Excellent piece! Dr. Rajagopalan makes interesting points. Contrary to some of the comments posted, Dr. Rajagopalan is not suggesting India be a pawn of the United States but rather a partner.

Grewal
December 13, 2011 at 18:33

Nicely said! The truth hurts! Centuries of Western mental/physical enslavement is hard to change!

Iqbal
December 12, 2011 at 00:03

Instead of becoming world power it seems that we are happy in being mere pawns of the world order.

Sravan
December 11, 2011 at 03:56

ah a truely 50 cent trained eye only can see this way, thank you for enlightening us and making this a better place to love with.

samvit
December 10, 2011 at 17:35

a pearl harbour like attack will awake the political leadership of india…who are sleeping from 1947 to till date……i think a mumbai like terror strike is not sufficient…..

samvit
December 10, 2011 at 17:30

india and america will teach a lesson to communist china and terrorist pakistan very soon……

Valbonne
December 9, 2011 at 16:17

Not surprised by this special arrangement between India and America.
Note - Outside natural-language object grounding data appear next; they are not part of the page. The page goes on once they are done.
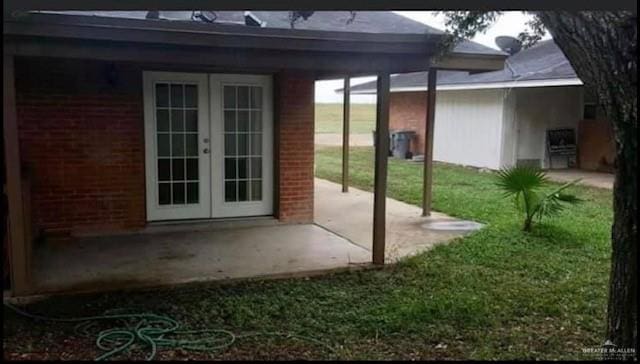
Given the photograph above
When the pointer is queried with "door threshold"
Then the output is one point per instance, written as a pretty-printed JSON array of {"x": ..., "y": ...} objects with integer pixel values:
[{"x": 209, "y": 224}]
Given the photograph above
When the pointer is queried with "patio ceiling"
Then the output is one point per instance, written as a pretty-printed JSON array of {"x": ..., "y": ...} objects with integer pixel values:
[{"x": 328, "y": 54}]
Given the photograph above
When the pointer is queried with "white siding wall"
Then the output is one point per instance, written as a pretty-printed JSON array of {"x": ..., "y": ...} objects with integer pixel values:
[
  {"x": 468, "y": 127},
  {"x": 542, "y": 108}
]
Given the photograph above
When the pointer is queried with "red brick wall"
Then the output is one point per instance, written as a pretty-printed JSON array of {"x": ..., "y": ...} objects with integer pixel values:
[
  {"x": 295, "y": 146},
  {"x": 408, "y": 110},
  {"x": 81, "y": 142}
]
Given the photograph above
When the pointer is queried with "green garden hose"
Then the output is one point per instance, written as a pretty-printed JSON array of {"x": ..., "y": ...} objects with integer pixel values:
[{"x": 154, "y": 332}]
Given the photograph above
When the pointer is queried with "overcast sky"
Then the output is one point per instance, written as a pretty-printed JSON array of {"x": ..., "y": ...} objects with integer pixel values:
[{"x": 510, "y": 23}]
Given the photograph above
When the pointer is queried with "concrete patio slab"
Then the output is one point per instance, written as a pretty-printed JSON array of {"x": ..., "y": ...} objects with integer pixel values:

After all, Indians love to be “Westerners’ Pet Dog” and they like to hear the word that they are “good boy” from the West.

A couple of century of colonization by the West have changed the mind-set of Indians. Just read their English Language newspapers, they are so Anglicized and you can feel you are in UK and the West. The Indians love all these.

John Bruni
December 8, 2011 at 06:24

It is unlikely that India will ever willingly become an American pawn. Yes, it is important that India gets to co-operate with US forces. In time, this will life the overall quality of the Indian military. America gets a lot of out co-operation too. India’s military still has a high proportion of its equipment come from the Russian Federation. For the US, American-Indian co-operation allows the US to gain access to this Russian technology thereby satisfying its need to stay ahead of the game.